The director Tim Story (of “Barbershop” and the execrable 2019 “Shaft” reboot) and the screenwriter Kevin Costello, reimagine Tom as a shades-wearing street musician, throw in jokes referencing Drake, T.I. and TikTok, and fill the soundtrack with classic hip-hop. It’s all flop sweat, a sad, desperate attempt to make Tom and Jerry the one thing they never were: cool.
They also weren’t crass, which creates some tension with the demands of a contemporary “family” comedy; the picture’s low point finds an animated bulldog squatting and defecating in the middle of a crosswalk, prompting the co-star Michael Peña (poor, poor Michael Peña) to shriek, “How many burritos did you eat?” The de rigueur slapstick scenes for the title characters don’t even play, as the integration of animation and live action is so clunky that it feels like we’re watching special effects demonstrations rather than gags.
Some of the performances are enjoyable. Moretz is charmingly game, Peña is funny because Peña is always funny and Rob Delaney has fun with his role as the hotel’s fussy manager. But the laughs they generate have little to do with Tom or Jerry; they’re borne of the personas and charisma of the cast.

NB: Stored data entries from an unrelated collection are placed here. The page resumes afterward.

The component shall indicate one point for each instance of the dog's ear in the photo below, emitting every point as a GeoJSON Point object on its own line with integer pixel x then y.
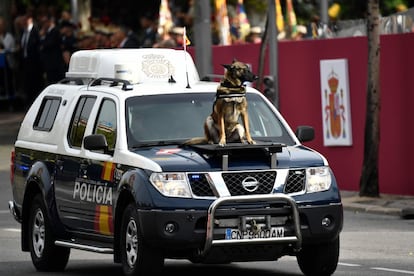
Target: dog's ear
{"type": "Point", "coordinates": [227, 66]}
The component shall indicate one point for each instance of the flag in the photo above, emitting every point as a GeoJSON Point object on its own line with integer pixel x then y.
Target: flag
{"type": "Point", "coordinates": [222, 22]}
{"type": "Point", "coordinates": [186, 41]}
{"type": "Point", "coordinates": [165, 22]}
{"type": "Point", "coordinates": [291, 18]}
{"type": "Point", "coordinates": [243, 21]}
{"type": "Point", "coordinates": [279, 17]}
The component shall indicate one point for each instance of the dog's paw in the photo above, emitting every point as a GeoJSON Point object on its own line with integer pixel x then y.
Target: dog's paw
{"type": "Point", "coordinates": [222, 142]}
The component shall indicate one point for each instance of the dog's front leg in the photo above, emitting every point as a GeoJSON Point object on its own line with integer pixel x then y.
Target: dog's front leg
{"type": "Point", "coordinates": [245, 118]}
{"type": "Point", "coordinates": [222, 133]}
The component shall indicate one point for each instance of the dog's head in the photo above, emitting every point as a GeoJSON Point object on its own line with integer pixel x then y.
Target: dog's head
{"type": "Point", "coordinates": [238, 72]}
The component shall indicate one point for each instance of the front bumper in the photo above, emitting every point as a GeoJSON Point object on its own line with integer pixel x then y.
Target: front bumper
{"type": "Point", "coordinates": [204, 230]}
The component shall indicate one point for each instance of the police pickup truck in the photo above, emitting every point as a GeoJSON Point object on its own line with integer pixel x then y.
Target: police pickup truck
{"type": "Point", "coordinates": [100, 164]}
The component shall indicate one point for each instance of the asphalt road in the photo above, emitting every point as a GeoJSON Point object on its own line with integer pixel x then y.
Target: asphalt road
{"type": "Point", "coordinates": [371, 244]}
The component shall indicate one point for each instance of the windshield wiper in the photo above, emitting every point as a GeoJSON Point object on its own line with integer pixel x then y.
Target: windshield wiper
{"type": "Point", "coordinates": [157, 143]}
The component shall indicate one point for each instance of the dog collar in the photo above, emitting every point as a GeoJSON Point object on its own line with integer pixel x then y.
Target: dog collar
{"type": "Point", "coordinates": [232, 95]}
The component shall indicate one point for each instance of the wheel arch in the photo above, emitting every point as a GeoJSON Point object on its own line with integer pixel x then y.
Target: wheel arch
{"type": "Point", "coordinates": [32, 189]}
{"type": "Point", "coordinates": [124, 199]}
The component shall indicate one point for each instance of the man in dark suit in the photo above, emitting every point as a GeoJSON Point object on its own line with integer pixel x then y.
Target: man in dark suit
{"type": "Point", "coordinates": [33, 81]}
{"type": "Point", "coordinates": [51, 50]}
{"type": "Point", "coordinates": [128, 38]}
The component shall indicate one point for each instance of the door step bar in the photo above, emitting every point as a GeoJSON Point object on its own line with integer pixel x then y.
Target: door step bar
{"type": "Point", "coordinates": [79, 246]}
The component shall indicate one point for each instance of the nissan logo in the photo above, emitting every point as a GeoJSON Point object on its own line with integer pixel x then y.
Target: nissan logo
{"type": "Point", "coordinates": [250, 184]}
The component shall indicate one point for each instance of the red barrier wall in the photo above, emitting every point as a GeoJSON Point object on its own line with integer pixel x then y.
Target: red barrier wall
{"type": "Point", "coordinates": [300, 101]}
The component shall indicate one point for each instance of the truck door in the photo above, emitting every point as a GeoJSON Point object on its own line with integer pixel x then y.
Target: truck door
{"type": "Point", "coordinates": [97, 182]}
{"type": "Point", "coordinates": [70, 164]}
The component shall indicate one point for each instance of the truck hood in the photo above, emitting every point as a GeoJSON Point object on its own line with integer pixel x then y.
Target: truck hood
{"type": "Point", "coordinates": [240, 157]}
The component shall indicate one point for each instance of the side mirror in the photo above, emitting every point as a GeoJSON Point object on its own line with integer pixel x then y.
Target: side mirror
{"type": "Point", "coordinates": [305, 133]}
{"type": "Point", "coordinates": [95, 142]}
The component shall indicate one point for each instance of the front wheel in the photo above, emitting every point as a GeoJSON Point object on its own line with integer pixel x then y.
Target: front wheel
{"type": "Point", "coordinates": [320, 259]}
{"type": "Point", "coordinates": [137, 258]}
{"type": "Point", "coordinates": [46, 256]}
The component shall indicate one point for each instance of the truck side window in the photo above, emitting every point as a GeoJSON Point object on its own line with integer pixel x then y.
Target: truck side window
{"type": "Point", "coordinates": [47, 113]}
{"type": "Point", "coordinates": [80, 120]}
{"type": "Point", "coordinates": [106, 122]}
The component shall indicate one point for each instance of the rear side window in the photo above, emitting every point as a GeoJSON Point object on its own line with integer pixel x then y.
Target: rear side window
{"type": "Point", "coordinates": [80, 120]}
{"type": "Point", "coordinates": [106, 122]}
{"type": "Point", "coordinates": [47, 113]}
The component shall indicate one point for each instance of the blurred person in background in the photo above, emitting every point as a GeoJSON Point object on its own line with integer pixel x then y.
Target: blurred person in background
{"type": "Point", "coordinates": [7, 64]}
{"type": "Point", "coordinates": [51, 50]}
{"type": "Point", "coordinates": [33, 81]}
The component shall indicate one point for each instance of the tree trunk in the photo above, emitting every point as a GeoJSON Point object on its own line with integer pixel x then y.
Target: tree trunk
{"type": "Point", "coordinates": [369, 182]}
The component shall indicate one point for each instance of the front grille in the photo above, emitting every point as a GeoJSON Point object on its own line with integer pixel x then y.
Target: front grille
{"type": "Point", "coordinates": [199, 184]}
{"type": "Point", "coordinates": [295, 181]}
{"type": "Point", "coordinates": [265, 181]}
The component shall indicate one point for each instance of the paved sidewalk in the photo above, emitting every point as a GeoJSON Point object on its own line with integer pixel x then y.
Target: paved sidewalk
{"type": "Point", "coordinates": [397, 205]}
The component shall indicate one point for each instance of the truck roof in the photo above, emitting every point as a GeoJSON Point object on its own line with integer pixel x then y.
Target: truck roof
{"type": "Point", "coordinates": [145, 65]}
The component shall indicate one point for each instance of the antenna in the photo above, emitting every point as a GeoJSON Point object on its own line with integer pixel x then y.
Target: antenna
{"type": "Point", "coordinates": [185, 42]}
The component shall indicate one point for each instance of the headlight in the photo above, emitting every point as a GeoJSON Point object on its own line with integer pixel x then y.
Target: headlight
{"type": "Point", "coordinates": [171, 184]}
{"type": "Point", "coordinates": [318, 179]}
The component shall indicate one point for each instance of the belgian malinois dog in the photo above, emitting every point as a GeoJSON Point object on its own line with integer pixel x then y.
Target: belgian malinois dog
{"type": "Point", "coordinates": [222, 125]}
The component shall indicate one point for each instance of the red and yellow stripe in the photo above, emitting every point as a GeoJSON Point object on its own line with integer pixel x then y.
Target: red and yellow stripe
{"type": "Point", "coordinates": [104, 220]}
{"type": "Point", "coordinates": [108, 171]}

There is some value to “Tom & Jerry,” though, in that it lays bare the unacknowledged truth at the center of the entertainment industry’s undying fealty to existing intellectual property. Put simply: Just because it was on television when you were a kid, doesn’t mean it was good.
Tom & Jerry: The Movie
Rated PG. Running time: 1 hour 41 minutes. In theaters and on HBO Max. Please consult the guidelines outlined by the Centers for Disease Control and Prevention before watching movies inside theaters.